Sunday, September 14, 2014

They Came Together


***1/2 out of ****


New on Blu-ray and DVD, They Came Together is a film that stars Paul Rudd as an executive at a heartless conglomerate and Amy Poehler as a small business owner at risk of losing her store to the major competition. The two soon meet one another, where rivalry ensues –and then romance –and then rivalry again. That’s a surface-level description. If it sounds familiar, it’s intentional. This movie is the latest comedy from the hilarious David Wain who borrows from You’ve Got Mail and countless other yuppy-centric movies to do a rather funny lampoon on modern romantic comedies.

Instead of a bookstore, it’s a cute little candy shop and the evil corporation with a high-rise tower is completely devoted to monopolizing the business of candy. In the pursuit of romance, Poehler’s character has a co-worker/best friend who is an unrealistically giving person. Rudd’s character confides in bunch of bros down at the basketball court who play (badly) while offering conflicting advice, based on whichever male archetype they literally claim to be.

Along with Christopher Meloni, Bill Hader, Ellie Kemper, Max Greenfield, Ed Helmes, Cobie Smulders, Michael Ian Black and way too many people to list, this New York-set rom-com mockery swells with brilliant delivery of absurd exchanges.
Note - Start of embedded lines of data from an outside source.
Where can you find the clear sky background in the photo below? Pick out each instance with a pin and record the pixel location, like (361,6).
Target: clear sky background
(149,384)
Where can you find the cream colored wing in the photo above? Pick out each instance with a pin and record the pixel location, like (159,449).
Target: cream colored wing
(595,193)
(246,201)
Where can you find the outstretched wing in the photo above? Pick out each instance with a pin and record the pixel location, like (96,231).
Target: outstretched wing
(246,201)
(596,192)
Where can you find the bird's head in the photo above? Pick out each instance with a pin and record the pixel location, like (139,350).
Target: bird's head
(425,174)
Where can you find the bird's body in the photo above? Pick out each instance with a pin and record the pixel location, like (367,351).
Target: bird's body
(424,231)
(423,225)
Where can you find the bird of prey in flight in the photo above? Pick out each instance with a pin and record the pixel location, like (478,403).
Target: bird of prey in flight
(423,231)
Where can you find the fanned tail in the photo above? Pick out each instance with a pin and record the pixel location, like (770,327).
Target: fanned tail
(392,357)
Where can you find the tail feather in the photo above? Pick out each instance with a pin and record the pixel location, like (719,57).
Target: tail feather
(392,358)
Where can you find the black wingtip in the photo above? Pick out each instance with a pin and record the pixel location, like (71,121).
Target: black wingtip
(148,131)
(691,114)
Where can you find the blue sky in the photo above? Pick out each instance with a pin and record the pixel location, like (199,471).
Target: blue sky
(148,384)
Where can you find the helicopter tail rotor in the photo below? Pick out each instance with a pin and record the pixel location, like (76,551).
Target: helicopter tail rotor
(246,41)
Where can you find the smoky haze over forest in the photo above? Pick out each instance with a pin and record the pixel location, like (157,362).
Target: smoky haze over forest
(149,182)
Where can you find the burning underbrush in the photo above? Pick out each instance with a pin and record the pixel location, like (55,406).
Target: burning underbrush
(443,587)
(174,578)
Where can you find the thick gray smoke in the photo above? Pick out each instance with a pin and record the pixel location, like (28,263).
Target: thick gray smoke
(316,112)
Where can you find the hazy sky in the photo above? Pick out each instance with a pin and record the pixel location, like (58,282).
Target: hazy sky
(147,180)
I laughed throughout this whole film, but I won’t be quick to give it a broad recommendation. For a guy who sees way too many movies, a flick like this feels like a liberating escape. To someone else, it may come across as obnoxious. There are also people who don’t get this kind of humor, sadly lacking the capability of understanding a movie that refuses to take itself seriously in any way.

There are other movies, which have honorably spoofed a genre using similar tactics. Black Dynamite spoofed blaxpoitation better than any other film that tried. Down with Love was a very clever take on the Doris Day and Rock Hudson sex comedies of the Kennedy era. One of my absolute favorites, however, was David Wain’s first film, Wet Hot American Summer, which was a send-up of summer camp comedies of the 1980s.

Wain’s material, with the help of his longtime co-writer Michael Schowalter has a knack for following the path of formulaic entertainment only to address every cliché as it is met, by either overplaying it or subverting our expectations in an outrageously inappropriate way.

One of the most unforgettable examples of this can be found in Wet Hot where the teen counselors go into town to get away from the campground for a bit. What follows is a joyous montage with happy eighties rock playing as they party a little while engaging in the benefits of being away from their responsibilities. They eat a little McDonalds and then score a pack of beer, some cigs, and a little weed… Before you know it, they steal a purse from an old lady, buy some heroin in an alley and are then seen passed out in shambles while lurking in a crack house. Then it shows them return to camp, all smiles, in perfect health with the implication that only an hour has passed.

Watch that scene here

His comedy trio Stella, with his co-creator Michaels (Ian Black and Showalter), was also an energetic abandonment of logic or any seriousness. In the form of stage show, internet shorts and a short-lived TV show, the three well-dressed men try to fit in with society while their hijinks leave a path of destruction, but will always inexplicably find reward in the end. 

Wain later moved on to do a trio of movies with co-writer/actor, Ken Marino. The first was sketch comedy movie called The Ten, which was a series of short films -all supposedly reflecting each of the Ten Commandments. Their oddball comedy was followed by Role Models and Wanderlust, which were both comparatively grounded with a more standard comic narrative. They both had a good deal of hilarity but I felt as though Wain and his The State alum were falling into a less adventurous format in favor more conventional comedy.


While They Came Together isn’t nearly as funny as Wet Hot, I still felt a good deal of satisfaction watching a film where Wain gets back to the style that best suits him. I’ve always had a weakness for irreverence when it comes to getting a laugh. From The Marx Brothers to Monty Python and the Holy Grail to the Naked Gun movies and even Alex Winter's little-known insane feature, Freaked, I will always favor comedy that has the courage to abandon all reason.